Example code and data for "Practical Data Science with R" 2nd Edition by Nina Zumel and John Mount.
We are very proud to present early access to our book Practical Data Science with R 2nd Edition.
This is the book for you if you are a data scientist, want to be a data scientist, or want to work with data scientists. This is a good "what next" book for analysts and programmers wanting to know more about machine learning and data wrangling.
Our goal is to present data science from a pragmatic, practice-oriented viewpoint. The book will complement other analytics, statistics, machine learning, data science and R books with the following features:
- This book teaches you how to work as a data scientist. Learn how important listening, collaboration, honest presentation and iteration are to what we do.
- The key emphasis of the book is process: collecting requirements, loading data, examining data, building models, validating models, documenting and deploying models to production.
- We provide over 10 significant example datasets, and demonstrate the concepts that we discuss with fully worked exercises using standard R methods. We feel that this approach allows us to illustrate what we really want to teach and to demonstrate all the preparatory steps necessary to any real-world project.
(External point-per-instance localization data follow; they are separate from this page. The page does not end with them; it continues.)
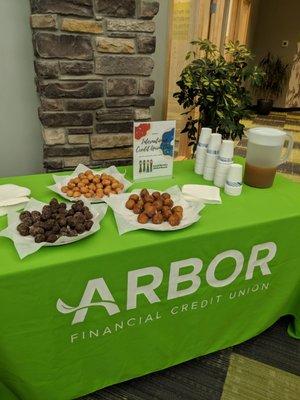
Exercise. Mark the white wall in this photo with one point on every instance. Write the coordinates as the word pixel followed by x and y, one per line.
pixel 20 129
pixel 161 59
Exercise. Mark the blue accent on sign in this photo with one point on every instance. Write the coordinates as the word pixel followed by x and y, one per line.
pixel 166 146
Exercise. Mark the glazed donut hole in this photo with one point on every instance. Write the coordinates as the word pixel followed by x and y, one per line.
pixel 155 208
pixel 91 185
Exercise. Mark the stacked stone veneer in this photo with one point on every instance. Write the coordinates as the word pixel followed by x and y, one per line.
pixel 93 62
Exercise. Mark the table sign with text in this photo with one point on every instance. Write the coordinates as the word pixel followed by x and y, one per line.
pixel 153 149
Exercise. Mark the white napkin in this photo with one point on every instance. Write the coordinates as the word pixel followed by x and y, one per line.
pixel 12 198
pixel 208 194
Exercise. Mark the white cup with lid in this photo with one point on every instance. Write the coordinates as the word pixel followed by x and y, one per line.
pixel 264 154
pixel 201 150
pixel 233 184
pixel 204 137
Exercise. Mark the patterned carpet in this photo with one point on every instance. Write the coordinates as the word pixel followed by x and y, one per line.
pixel 266 367
pixel 289 122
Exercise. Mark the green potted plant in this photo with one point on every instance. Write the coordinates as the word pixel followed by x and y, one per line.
pixel 216 85
pixel 274 80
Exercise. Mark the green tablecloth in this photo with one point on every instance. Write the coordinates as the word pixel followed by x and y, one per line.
pixel 153 307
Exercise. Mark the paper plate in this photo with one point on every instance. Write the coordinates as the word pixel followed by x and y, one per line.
pixel 61 181
pixel 26 245
pixel 127 221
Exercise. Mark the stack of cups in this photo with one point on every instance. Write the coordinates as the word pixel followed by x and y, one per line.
pixel 212 156
pixel 223 163
pixel 201 150
pixel 233 184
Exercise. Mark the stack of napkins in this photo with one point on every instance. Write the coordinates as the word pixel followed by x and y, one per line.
pixel 208 194
pixel 13 198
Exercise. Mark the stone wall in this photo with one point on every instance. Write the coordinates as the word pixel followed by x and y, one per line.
pixel 93 62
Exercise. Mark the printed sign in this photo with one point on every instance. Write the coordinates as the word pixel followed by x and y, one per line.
pixel 153 149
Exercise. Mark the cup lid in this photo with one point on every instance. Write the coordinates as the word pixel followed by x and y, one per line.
pixel 215 141
pixel 226 150
pixel 266 136
pixel 235 173
pixel 233 191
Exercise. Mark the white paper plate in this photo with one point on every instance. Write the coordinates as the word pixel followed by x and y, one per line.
pixel 127 221
pixel 61 181
pixel 26 245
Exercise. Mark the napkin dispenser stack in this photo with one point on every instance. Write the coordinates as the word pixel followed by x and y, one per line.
pixel 12 198
pixel 214 159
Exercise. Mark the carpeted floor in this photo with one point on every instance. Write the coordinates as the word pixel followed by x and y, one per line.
pixel 266 367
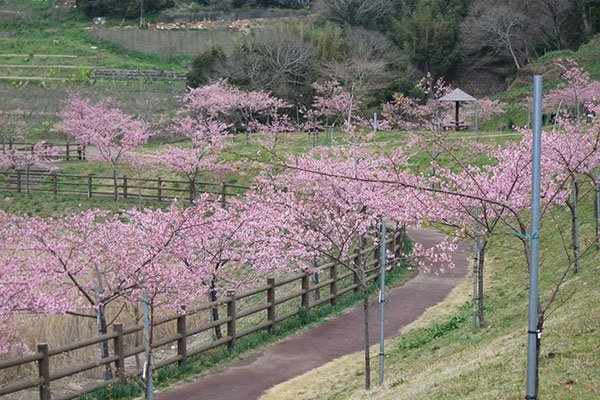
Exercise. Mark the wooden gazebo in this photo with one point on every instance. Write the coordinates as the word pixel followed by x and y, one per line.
pixel 457 96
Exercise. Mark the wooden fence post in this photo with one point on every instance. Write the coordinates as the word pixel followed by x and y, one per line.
pixel 44 371
pixel 55 184
pixel 271 300
pixel 400 239
pixel 357 261
pixel 182 341
pixel 159 187
pixel 333 285
pixel 305 296
pixel 119 351
pixel 223 194
pixel 231 322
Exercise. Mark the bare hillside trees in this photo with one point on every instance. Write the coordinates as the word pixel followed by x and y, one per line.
pixel 499 27
pixel 354 12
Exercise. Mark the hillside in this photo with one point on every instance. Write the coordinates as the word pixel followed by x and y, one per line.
pixel 439 357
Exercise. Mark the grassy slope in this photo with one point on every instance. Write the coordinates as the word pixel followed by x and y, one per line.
pixel 588 56
pixel 490 364
pixel 296 143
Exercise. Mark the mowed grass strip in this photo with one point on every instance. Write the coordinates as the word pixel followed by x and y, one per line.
pixel 438 356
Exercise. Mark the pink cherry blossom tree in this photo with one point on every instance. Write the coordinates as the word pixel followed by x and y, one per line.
pixel 223 102
pixel 114 133
pixel 573 151
pixel 333 202
pixel 208 139
pixel 25 288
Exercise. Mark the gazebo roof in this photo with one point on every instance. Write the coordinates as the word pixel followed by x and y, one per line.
pixel 457 95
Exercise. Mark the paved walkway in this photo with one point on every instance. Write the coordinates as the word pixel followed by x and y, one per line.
pixel 344 335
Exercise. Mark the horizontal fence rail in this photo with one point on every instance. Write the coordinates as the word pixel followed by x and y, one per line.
pixel 66 151
pixel 103 186
pixel 338 284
Every result and almost every graph in the book is given as a fully worked example.
- This book is scrupulously correct on statistics, but presents topics in the context and order a practitioner worries about them. For example we emphasize construction of predictive models and model evaluation and prediction over the more standard topics of summary statistics and packaged procedures.
In support of Practical Data Science with R 2nd Edition we are providing:
- Table of contents, and a free example chapter available from the Manning book page .
- A public repository of data sets (under a Creative Commons Attribution-NonCommercial 3.0 Unported License where possible).
- Downloadable example code.
The first edition is available in print as 416 pages softbound black and white or as a color eBook. The print version comes with a complimentary eBook version (an insert when the book is purchased new), in all three formats: PDF, ePub, and Kindle. The eBook can be purchased separately from Manning Publications. The second edition is under preview subscription (or MEAP, Manning Early Access Program) and includes an eBook copy of the previous edition (Practical Data Science with R First Edition) at no additional cost!
Available for order now on the Manning book page.
For more about the book please check out:
Additional materials
- A excerpt showing how to install the required software and packages: Starting_with_R_and_Other_Tools.pdf.
- The support site (code and data): GitHub WinVector/PDSwR2.
- Manning's book page.
- A discount code!.
All code excerpts from the book:
More from the authors:
- Win-Vector blog
- WinVectorLLC on Twitter
- Nina Zumel homepage
- John Mount homepage
- Win-Vector data science consulting services
Example data sets:
Includes works derived from others (data sets) remain controlled by them. We are distributing as these parties have allowed and not making any claim or grant of additional rights or license.
- bioavailability Synthetic simple ADME data (source).
- Bookdata Book ratings (source).
- Buzz Discussion forum popularity (source).
- CDC US CDC birth statistics (source).
- Custdata Synthetic example data derived from Census PUMS data to demonstrate retail related plots.
- KDD2009 Credit account prediction (source).
- PUMS US Census PUMS (source).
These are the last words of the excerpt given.